New Zealand forward Chris Killen claims his country can no longer be treated as the laughing stock of world football.
The 2,000-1 rank outsiders produced the greatest result in their history yesterday as they defied the odds to hold world champions Italy to a 1-1 draw at the FIFA World Cup™.
With two points from their two games, the All Whites now know they can reach the second round for the first time with victory against Paraguay in their final Group F match on Thursday.
Few predicated that at the start of the tournament and Killen is pleased to have proved the critics wrong. The Middlesbrough striker said: "We got laughed at before going on that pitch. I think most commentators, most pundits wrote us off.
"That gave us incentive to shove it back in their faces and I think we did. For New Zealand football this is a bit of history."
We have no brilliant individuals - we are not technically as good as the Italians but it's a big heart that we've got.
Aside from inspirational captain Ryan Nelsen, of Blackburn, the Kiwis have few recognised stars and two of their players - Simon Elliott and Dave Mulligan - are currently without clubs.

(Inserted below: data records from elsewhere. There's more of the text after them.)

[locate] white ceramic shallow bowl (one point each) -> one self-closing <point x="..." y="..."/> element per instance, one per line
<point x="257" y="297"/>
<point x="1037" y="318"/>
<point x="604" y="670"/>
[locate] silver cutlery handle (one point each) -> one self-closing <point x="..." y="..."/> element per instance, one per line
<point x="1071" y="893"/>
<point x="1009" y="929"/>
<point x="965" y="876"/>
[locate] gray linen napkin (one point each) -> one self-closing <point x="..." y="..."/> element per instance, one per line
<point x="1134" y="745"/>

Yesterday's goalscorer Shane Smeltz, now of Gold Coast United, lists English non-league sides Halifax Town and AFC Wimbledon among his former teams.
"Italy could have had three or four on another night but we are all about heart and desire," added Killen. "We have no brilliant individuals - we are not technically as good as the Italians but it's a big heart that we've got. Every one of us put everything into it.

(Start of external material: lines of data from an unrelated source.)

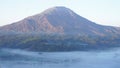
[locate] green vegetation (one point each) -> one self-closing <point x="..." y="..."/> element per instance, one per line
<point x="58" y="42"/>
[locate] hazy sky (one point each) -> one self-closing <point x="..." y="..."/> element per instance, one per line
<point x="105" y="12"/>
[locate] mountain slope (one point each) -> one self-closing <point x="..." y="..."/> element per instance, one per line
<point x="60" y="20"/>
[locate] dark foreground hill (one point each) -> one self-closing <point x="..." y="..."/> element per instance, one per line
<point x="60" y="20"/>
<point x="58" y="29"/>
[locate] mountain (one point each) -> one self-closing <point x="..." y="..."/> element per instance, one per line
<point x="60" y="20"/>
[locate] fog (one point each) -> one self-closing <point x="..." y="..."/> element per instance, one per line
<point x="15" y="58"/>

"We had our backs to the wall for a long spell - in the last 15-20 minutes we didn't really get out of our own half. But you have always got a chance if you put in the effort and hard work. Sometimes it pays off and it did here."

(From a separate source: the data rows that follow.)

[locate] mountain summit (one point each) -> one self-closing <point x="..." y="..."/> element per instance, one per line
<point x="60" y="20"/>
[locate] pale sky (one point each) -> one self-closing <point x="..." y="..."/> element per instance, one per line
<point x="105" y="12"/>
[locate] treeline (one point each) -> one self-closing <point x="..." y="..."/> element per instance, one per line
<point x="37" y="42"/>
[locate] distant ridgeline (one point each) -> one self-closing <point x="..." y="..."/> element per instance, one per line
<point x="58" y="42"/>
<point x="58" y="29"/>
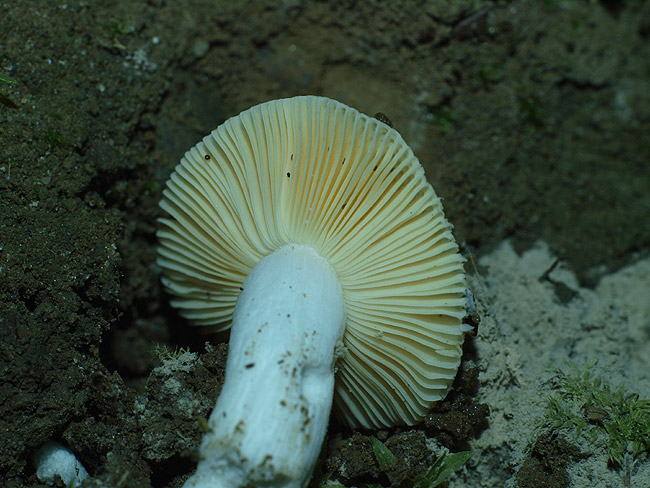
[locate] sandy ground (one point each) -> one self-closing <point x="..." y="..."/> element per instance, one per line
<point x="529" y="117"/>
<point x="527" y="332"/>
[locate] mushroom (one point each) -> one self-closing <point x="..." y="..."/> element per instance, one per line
<point x="310" y="230"/>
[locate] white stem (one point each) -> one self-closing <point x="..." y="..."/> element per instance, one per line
<point x="270" y="419"/>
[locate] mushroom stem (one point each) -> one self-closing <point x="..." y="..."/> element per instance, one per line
<point x="271" y="416"/>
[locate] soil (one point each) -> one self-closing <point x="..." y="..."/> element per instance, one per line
<point x="531" y="119"/>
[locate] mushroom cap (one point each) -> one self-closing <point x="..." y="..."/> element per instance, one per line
<point x="311" y="170"/>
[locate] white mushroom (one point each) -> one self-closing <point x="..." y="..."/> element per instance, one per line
<point x="312" y="230"/>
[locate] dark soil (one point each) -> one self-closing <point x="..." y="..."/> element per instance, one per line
<point x="531" y="119"/>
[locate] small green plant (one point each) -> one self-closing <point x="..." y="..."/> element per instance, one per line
<point x="607" y="418"/>
<point x="444" y="465"/>
<point x="442" y="468"/>
<point x="382" y="454"/>
<point x="165" y="353"/>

Smeltz put New Zealand ahead in the seventh minute, Italy levelled with a Vincenzo Iaquinta penalty and then went on to dominate. But New Zealand were resolute in defence, limited them to a handful of clear-cut chances, and when shots did come in on goal, keeper Mark Paston proved to be in fine form.
"You could see a lot of long balls coming in from them. That was playing into our hands and that's what we wanted," added Killen. "Our defence has been pretty solid so far and it was playing to our strengths."